There is a saying that it is better to be lucky than good, but is this true for entrepreneurs? I am interested in a related question: why do some entrepreneurs have only one big success and many failures while others succeed again and again?

Over my career I have worked for and admired various entrepreneurs. Some have enjoyed a significant success but have never really been able to repeat it, while others have demonstrated an apparent “magic touch”: if they were made penniless tomorrow they would amass another million within a year.

In some ways, of course, there is no substitute for luck, whether in business or any other walk of life. But business schools sometimes seem strangely reluctant to recognise luck for what it is. There is nothing wrong with celebrating luck, but when it is mistaken for something else – or, worse still, when it is presented as something else – the message can be a damaging one.

I like to use the analogy of a lottery player who scoops a multi-million-pound jackpot and then writes a book about how he came up with the winning numbers. We might think of him as spectacularly clever, a tremendous success, but the fact of the matter is that lottery wins are down to chance – pure and simple – and involve no element of talent whatsoever.

The harsh truth is that there are similar cases in the business world. There is an unhealthy tendency to idolise “rock star” chief executives and worship their success, ignoring the macro picture and not accepting that quite often they were merely in the right place at the right time.

It is by being in the right place at the right time that some entrepreneurs get lucky once. Naturally, it could be argued that you have to be in the game to get lucky in the first place; but it could also be argued that over the long term you make your own luck.

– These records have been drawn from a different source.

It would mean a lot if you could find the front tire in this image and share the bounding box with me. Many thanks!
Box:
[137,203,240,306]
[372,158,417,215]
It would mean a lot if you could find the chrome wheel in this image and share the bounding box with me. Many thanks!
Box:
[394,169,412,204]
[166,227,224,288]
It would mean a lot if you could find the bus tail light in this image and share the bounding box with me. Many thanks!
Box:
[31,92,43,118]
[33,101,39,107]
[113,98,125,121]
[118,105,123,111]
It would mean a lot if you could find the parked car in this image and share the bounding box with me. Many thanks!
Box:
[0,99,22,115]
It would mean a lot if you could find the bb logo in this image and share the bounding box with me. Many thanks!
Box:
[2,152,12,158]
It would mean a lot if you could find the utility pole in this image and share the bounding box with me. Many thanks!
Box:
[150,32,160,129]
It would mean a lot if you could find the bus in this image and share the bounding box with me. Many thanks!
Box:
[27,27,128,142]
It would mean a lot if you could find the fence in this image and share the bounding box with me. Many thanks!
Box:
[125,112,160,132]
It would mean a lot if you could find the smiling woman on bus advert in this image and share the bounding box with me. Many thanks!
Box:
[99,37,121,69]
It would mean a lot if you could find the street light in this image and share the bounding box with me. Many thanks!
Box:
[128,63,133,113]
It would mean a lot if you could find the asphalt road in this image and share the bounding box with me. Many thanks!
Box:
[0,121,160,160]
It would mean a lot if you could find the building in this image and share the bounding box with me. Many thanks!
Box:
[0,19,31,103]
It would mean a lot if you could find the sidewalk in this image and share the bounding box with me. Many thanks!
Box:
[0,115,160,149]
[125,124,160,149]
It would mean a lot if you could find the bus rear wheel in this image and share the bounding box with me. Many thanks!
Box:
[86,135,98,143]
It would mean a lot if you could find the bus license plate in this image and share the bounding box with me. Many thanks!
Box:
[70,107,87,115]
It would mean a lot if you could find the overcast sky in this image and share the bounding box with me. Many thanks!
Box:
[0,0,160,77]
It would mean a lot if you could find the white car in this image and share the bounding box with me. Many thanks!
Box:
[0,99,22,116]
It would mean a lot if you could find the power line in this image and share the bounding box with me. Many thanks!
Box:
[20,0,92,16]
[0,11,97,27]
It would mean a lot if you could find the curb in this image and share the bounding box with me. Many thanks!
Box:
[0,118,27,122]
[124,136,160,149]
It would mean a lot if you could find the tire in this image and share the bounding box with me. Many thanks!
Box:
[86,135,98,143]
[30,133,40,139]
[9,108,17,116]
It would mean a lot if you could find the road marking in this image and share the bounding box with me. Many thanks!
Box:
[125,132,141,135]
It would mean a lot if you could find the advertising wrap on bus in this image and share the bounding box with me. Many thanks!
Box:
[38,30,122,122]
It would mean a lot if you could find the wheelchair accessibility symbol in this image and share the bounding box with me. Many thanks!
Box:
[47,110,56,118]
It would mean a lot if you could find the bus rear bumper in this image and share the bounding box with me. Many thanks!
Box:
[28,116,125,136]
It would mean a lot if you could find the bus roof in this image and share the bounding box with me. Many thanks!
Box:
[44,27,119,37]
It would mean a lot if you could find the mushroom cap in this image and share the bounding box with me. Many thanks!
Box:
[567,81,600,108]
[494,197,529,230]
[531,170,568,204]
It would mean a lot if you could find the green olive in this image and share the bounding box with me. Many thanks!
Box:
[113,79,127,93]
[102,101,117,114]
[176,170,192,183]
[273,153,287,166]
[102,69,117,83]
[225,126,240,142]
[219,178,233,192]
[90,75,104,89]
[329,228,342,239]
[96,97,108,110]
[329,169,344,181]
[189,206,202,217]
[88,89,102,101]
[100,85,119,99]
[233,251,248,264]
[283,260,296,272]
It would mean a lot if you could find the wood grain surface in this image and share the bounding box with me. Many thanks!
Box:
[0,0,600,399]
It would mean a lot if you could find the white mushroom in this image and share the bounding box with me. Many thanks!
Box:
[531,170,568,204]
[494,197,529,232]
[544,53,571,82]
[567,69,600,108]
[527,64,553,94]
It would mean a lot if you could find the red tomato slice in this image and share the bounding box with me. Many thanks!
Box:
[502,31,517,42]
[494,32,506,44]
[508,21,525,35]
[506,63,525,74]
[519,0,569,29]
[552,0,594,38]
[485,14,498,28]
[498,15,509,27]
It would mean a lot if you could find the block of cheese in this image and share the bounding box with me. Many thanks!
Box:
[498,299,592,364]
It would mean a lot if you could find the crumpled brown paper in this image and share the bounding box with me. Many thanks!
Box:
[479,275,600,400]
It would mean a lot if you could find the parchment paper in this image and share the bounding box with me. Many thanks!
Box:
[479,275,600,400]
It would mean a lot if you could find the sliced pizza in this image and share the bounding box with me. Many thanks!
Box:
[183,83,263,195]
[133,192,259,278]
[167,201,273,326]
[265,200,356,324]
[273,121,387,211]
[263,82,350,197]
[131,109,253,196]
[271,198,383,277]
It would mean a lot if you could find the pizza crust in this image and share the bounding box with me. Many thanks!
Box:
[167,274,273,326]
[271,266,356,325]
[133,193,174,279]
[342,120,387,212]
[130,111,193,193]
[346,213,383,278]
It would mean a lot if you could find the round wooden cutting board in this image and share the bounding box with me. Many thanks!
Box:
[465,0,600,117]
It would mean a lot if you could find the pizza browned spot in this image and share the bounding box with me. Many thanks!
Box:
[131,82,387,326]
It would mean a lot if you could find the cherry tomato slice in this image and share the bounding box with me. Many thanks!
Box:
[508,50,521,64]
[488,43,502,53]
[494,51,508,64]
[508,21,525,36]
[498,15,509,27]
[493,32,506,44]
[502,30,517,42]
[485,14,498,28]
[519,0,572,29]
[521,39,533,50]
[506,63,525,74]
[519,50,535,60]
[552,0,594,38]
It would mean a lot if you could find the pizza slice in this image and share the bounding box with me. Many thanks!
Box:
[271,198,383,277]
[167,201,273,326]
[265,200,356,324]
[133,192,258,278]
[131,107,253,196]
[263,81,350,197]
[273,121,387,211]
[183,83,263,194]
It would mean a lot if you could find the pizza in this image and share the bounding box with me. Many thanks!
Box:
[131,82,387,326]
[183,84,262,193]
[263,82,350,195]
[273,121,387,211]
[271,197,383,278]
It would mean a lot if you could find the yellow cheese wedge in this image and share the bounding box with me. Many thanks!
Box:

This brings us to those entrepreneurs who create wealth time and time again, often in different industries? If we acknowledge that anyone in the game can be lucky once then there must be something else that explains the track records of these serial achievers. What is their secret – and is it really a secret at all?

It is obvious that an entrepreneur with a big and visible success story to his or her credit will find it easier to attract capital, both financial and human, second time around. But this is the case for the one-hit wonders as well, so that cannot be the answer.

What about the grand vision and the great idea? These too are overrated. Vision is wonderful for motivation and for inspiring others, but it changes as a business evolves and learns. Every single day I hear business ideas, many of them interesting, but the ideas themselves are of little value: it is the execution that counts.

And surely that is the answer. Those who succeed again and again do so because of the skills and experience they bring to bear and the processes they apply. Consistent success is built on a particular ability to solve problems, frame prospects, articulate propositions, minimise risk and maximise opportunities.

Bizarrely, it is these skills that are frequently the least recognised and most misunderstood of all. In some quarters they are regarded as akin to “gifts” – something a fortunate few are born with and which, by extension, others can only dream of developing.

This view is not just misguided: it is self-defeating. It might just be conceivable that some entrepreneurs innately possess such abilities, but it does not automatically follow that those who are not blessed with them from birth cannot possibly learn them in later life.

To reiterate: these are skills – and skills can be taught. Research in this field strongly evidences as much. At Nottingham University Business School we have been involved in numerous studies and collaborations that suggest would-be entrepreneurs of all kinds, from students, to flower shop owners, to NHS managers, can be trained to develop the sort of innovative problem-solving skills that lend themselves to serial successes.

“Ah,” a cynic might say, “but sometimes it just boils down to a willingness to take risks. Sometimes it is about putting all your money on red. Surely you cannot teach that.” Maybe not; but you can teach someone to recognise and exploit those occasions when “all on red” represents something better than a 50-50 bet.

As Nassim Nicholas Taleb, the author and risk analyst, has pointed out: “To understand successes, the study of traits in failure needs to be present. Some traits that seem to explain millionaires, like appetite for risk, only appear because one does not study bankruptcies.” In other words, to appreciate the true value of luck we need to look at the bigger picture – the one that extends beyond a select array of good-luck stories and “rock star” chief executives and incorporates the many more bad-luck stories of misjudgments, mishaps and failures.

That is when you see that it is actually much better to be good than lucky. That is when you see that “good” is something that is reliable and repeatable and “lucky”, sure enough, is best suited to the realms of a lottery win. Ultimately, it is a question of “nurture” versus “nature”; and if business schools honestly do not believe in the former then what are they really teaching?

The author is a visiting professor of sustainable wealth creation at Nottingham University Business School.